Dubbed the Bike Church, this interactive sculpture on Granada Avenue is crafted of cycle parts, and punctuated by stained glass. With iconic design features that reference many faiths and traditions, it’s a “church” that’s meant to be all-inclusive. It’s also a memorial to bicycle riders who have died on Tucson roadways. Designed by Joseph O’Connell, Blessing Hancock and others, the 22-foot-tall artwork was built in 2009 and really pops out when the sun goes down.

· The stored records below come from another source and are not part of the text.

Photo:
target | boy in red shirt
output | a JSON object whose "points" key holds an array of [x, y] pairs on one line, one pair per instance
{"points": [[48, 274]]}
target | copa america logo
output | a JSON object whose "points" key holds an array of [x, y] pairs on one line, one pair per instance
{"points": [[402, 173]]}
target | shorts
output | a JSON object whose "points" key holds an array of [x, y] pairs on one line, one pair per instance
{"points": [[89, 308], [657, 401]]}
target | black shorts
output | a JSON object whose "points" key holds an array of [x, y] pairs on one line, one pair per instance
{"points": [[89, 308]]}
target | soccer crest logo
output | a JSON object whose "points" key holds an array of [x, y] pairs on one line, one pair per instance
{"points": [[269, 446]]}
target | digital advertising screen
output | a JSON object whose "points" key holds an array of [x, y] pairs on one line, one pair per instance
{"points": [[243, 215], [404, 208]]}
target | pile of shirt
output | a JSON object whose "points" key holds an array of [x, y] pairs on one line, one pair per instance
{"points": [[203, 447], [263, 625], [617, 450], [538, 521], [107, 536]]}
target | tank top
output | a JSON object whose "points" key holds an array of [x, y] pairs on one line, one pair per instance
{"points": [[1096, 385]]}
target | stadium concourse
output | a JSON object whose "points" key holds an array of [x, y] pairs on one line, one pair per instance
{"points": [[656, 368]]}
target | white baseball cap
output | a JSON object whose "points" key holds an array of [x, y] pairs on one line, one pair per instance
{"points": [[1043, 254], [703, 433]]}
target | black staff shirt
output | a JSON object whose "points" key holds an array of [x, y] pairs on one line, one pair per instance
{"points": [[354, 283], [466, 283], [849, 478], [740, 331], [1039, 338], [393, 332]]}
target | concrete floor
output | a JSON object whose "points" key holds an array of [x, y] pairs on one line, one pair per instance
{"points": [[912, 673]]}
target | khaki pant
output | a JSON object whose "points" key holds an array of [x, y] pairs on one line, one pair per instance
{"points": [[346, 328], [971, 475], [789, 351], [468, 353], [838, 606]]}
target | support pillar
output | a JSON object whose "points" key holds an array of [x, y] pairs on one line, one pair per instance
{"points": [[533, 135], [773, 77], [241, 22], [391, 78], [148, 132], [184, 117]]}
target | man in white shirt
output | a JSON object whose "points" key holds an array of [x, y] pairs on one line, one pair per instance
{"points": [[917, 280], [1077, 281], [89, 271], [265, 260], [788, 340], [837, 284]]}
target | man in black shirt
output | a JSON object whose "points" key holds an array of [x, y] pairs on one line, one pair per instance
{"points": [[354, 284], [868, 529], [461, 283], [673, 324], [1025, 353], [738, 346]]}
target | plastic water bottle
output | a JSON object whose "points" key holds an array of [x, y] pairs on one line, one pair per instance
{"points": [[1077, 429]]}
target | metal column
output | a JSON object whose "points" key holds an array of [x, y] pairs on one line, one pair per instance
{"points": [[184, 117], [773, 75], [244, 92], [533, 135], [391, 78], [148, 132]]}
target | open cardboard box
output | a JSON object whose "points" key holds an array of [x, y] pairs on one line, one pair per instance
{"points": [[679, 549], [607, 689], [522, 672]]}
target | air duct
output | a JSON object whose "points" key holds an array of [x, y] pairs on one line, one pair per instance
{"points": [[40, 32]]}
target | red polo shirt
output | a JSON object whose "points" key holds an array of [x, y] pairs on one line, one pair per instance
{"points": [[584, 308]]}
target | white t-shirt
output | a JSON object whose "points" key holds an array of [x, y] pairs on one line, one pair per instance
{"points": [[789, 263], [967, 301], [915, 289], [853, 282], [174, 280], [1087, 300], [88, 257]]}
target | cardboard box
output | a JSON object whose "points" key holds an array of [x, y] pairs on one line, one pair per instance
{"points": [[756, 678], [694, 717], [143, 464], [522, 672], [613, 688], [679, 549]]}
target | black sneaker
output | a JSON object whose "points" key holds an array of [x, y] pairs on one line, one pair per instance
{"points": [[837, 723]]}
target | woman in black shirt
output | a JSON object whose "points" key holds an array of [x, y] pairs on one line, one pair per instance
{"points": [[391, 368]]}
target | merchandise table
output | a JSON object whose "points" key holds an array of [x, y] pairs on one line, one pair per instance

Martian, Martian, Martian!
When you’re driving west on Speedway near Rosemont and glance to your right, you can be forgiven if it appears that flying saucers out of a ’50s sci-fi movie are attacking. Ignacio Garcia did an interstellar job of painting the colorful mural on the side of what was once a Carpet Giant, later an antiques mall, and now Fangamer, a company that sells and distributes videogames and related merchandise. Created in 2020, the mural hasn’t been up long enough to become iconic yet, but we predict it soon will be a must-stop place for selfie enthusiasts.
Saguaro You Doing?
On what was once Miracle Mile (now North Oracle Road), a 30-foot-tall neon saguaro welcomes all who pass by. Designed by Dirk Arnold and built by Cook & Co. SignMakers, the public artwork has been a hit with picture takers since it went up in 2010. Though it’s fun to see in the daylight, nighttime is when it really comes alive!
A Covey of Cuteness
Oro Valley has a lot of picturesque points, but this one’s for the birds. Really BIG birds! In Naranja Park, artists Jason Butler, Hiro Tashima, et al., created this whimsical family of six quail, all setting off for a day of recreation (even toting items such as a skateboard, kite and a soccer ball). Constructed in 2015, the feathered family is just one of the attractions of a park that includes soccer fields, dog parks, hiking trails, birding trail, archery ranges, ramadas, grills, and other amenities. Butler and Tashima’s artworks can be seen in other areas, too, including eight-foot tall concrete sculptures of a coyote, Gila monster, tortoise, and other desert animals along Valencia Road.
The Long & Winding Road
One of our favorite drives with visitors is west on Speedway until it winds through the Tucson Mountains at Gates Pass. The road was built in 1883 by Thomas Gates, a man whose story reads like the plot of a Western novel. Originally from Mount Pleasant, Canada, Gates was a card player, saloonkeeper, and even a political lobbyist, working to repeal the bullion tax law. While living in Tucson, he used his own funds to create a faster route through the mountains. Just a few years later, he became the warden of Yuma Territorial Prison, and was stabbed during a prison riot. It’s hard to think of anything so depressing, however, when you bask in the glow of a sunset at this magnificent spot!